Abstract
Purpose :
The mechanisms underlying refractive development and myopia remain elusive. One hypothesis is that alterations in color cues received by the retina through characteristics of longitudinal chromatic aberration (LCA) may signal eye growth (Rucker, 2013). The purpose of this work is to investigate how blue-tinted lenses affect myopic defocus in wild-type mice.
Methods :
C57BL/6J mice received a monocular, blue-tinted, -10 diopter (D) lens (X-Cell Specialty Contacts, Duluth, GA) (n=10-15) at post-natal day 21 (P21).

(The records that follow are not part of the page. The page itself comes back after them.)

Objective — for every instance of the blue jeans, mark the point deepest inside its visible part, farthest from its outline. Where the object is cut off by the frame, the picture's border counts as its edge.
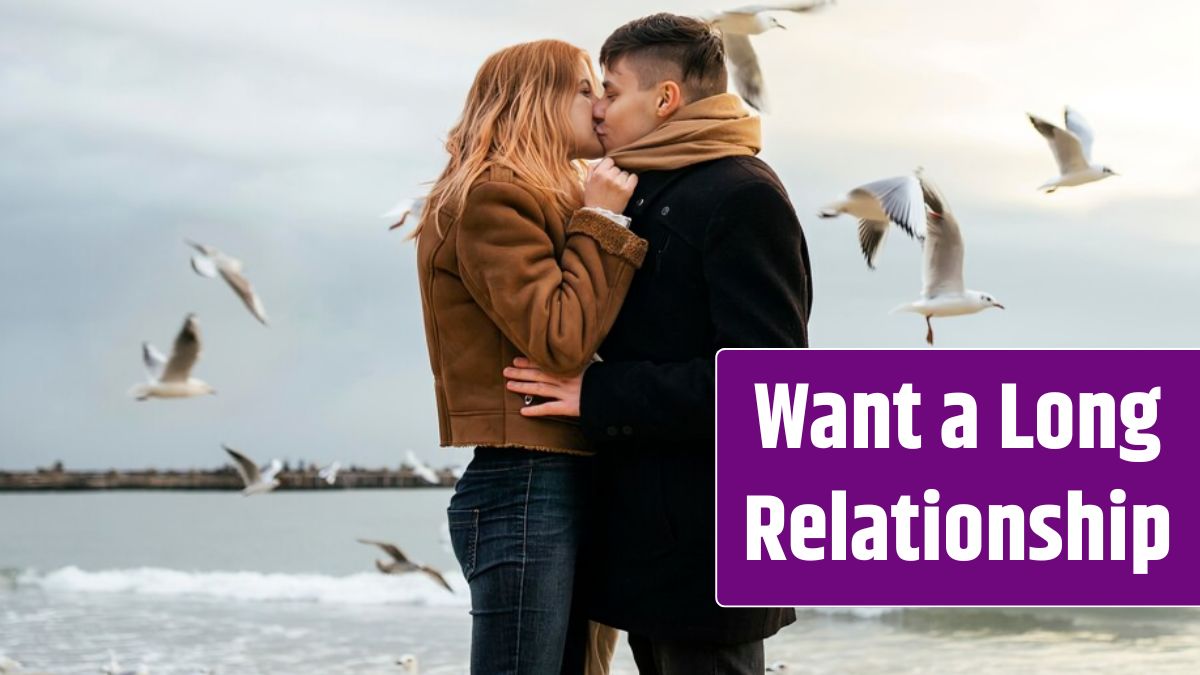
(515, 524)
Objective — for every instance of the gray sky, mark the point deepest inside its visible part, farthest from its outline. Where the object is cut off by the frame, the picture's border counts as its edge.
(280, 130)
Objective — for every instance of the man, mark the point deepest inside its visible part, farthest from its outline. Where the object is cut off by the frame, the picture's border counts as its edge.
(727, 267)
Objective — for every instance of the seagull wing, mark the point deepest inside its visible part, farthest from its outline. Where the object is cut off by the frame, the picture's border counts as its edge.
(747, 73)
(184, 353)
(903, 201)
(1068, 151)
(390, 549)
(871, 234)
(246, 469)
(204, 266)
(1079, 126)
(330, 472)
(271, 470)
(154, 360)
(245, 291)
(798, 7)
(943, 245)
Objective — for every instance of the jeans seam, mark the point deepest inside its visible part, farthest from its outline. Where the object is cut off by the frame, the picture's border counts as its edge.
(525, 559)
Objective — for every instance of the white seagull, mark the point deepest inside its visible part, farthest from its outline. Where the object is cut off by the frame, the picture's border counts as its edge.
(403, 210)
(257, 481)
(420, 469)
(408, 662)
(876, 205)
(401, 565)
(945, 293)
(211, 263)
(1072, 149)
(171, 378)
(737, 27)
(329, 475)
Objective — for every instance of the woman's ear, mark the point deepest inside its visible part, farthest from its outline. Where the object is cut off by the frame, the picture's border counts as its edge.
(670, 99)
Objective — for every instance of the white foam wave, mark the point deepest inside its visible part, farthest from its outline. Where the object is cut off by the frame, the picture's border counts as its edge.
(256, 586)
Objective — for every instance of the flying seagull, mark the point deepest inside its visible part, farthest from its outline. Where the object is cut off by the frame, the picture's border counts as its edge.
(329, 475)
(1072, 150)
(211, 263)
(876, 205)
(401, 565)
(171, 378)
(403, 210)
(945, 293)
(256, 481)
(737, 27)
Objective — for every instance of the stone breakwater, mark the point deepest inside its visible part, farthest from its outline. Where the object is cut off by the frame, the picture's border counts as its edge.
(223, 478)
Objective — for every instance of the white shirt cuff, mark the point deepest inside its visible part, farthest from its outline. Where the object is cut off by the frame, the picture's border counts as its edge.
(622, 220)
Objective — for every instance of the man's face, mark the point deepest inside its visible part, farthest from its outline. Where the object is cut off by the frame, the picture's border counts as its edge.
(625, 112)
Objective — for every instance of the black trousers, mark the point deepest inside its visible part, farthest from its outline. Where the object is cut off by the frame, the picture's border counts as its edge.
(678, 657)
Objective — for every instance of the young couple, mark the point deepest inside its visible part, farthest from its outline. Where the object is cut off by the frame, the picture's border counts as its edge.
(573, 316)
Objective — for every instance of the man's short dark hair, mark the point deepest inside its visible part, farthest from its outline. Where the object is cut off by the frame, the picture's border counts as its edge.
(671, 47)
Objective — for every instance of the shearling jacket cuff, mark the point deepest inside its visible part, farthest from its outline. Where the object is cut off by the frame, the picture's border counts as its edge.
(611, 237)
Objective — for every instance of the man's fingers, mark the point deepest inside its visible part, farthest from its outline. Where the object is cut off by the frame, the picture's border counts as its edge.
(547, 408)
(534, 388)
(528, 375)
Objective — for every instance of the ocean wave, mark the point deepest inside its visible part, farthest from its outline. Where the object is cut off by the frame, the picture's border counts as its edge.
(361, 589)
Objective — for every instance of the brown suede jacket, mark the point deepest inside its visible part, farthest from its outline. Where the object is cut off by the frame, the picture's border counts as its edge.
(508, 279)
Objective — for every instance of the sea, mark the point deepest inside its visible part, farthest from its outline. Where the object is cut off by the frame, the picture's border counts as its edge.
(214, 583)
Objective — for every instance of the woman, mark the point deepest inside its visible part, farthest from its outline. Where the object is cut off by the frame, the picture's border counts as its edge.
(517, 255)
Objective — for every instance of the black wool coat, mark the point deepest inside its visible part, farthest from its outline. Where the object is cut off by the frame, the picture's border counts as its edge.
(727, 267)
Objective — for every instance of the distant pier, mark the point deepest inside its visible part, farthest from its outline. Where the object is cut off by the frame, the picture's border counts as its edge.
(223, 478)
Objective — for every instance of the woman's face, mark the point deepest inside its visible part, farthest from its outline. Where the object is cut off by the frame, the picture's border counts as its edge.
(586, 143)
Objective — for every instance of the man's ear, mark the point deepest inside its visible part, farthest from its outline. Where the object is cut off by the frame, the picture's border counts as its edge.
(670, 99)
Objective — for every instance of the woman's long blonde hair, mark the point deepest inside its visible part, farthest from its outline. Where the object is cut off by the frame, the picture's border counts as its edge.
(516, 117)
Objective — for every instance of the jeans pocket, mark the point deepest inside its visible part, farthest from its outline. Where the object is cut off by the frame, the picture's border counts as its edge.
(465, 537)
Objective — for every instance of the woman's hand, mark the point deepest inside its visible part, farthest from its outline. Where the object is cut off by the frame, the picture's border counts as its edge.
(609, 187)
(563, 393)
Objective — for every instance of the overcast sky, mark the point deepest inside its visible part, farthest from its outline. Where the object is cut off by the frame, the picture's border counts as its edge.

Age-matched control mice did not wear a lens (n=10-15). Measurements of refractive error, corneal curvature, and ocular biometry were taken weekly until P49, using photorefraction, keratometry, and spectral-domain optical coherence tomography (SD-OCT), respectively. A two-way repeated ANOVA was used to determine significant difference between groups across time. Holm-Sidak post-hoc comparisons were used to make specific comparisons.
Results :
Mice with blue-tinted lens defocus showed significant myopic shifts compared to their untreated littermates (mean shift in refractive error ± SEM, goggled-contalateral eye, at P28: -3.0172 ± 0.446; at P35: -4.63 ± 0.420; at P42: -6.7764 ± 1.59, p<0.05). There were no significant changes in corneal curvature or ocular biometry in either group.
Conclusions :
Blue-tinted lenses likely altered the wavelengths of light that reached the retina through properties of LCA. Interestingly, blue-tinted lens defocus produced greater myopic shifts than the well-characterized form-deprivation response in mice (at P42: -3.426 ± 1.382, p<0.05). Future experiments will compare the response to clear, -10D and blue, plano (0 D) lenses to determine the full extent of LCA contributions to myopia in mice.
This is an abstract that was submitted for the 2017 ARVO Annual Meeting, held in Baltimore, MD, May 7-11, 2017.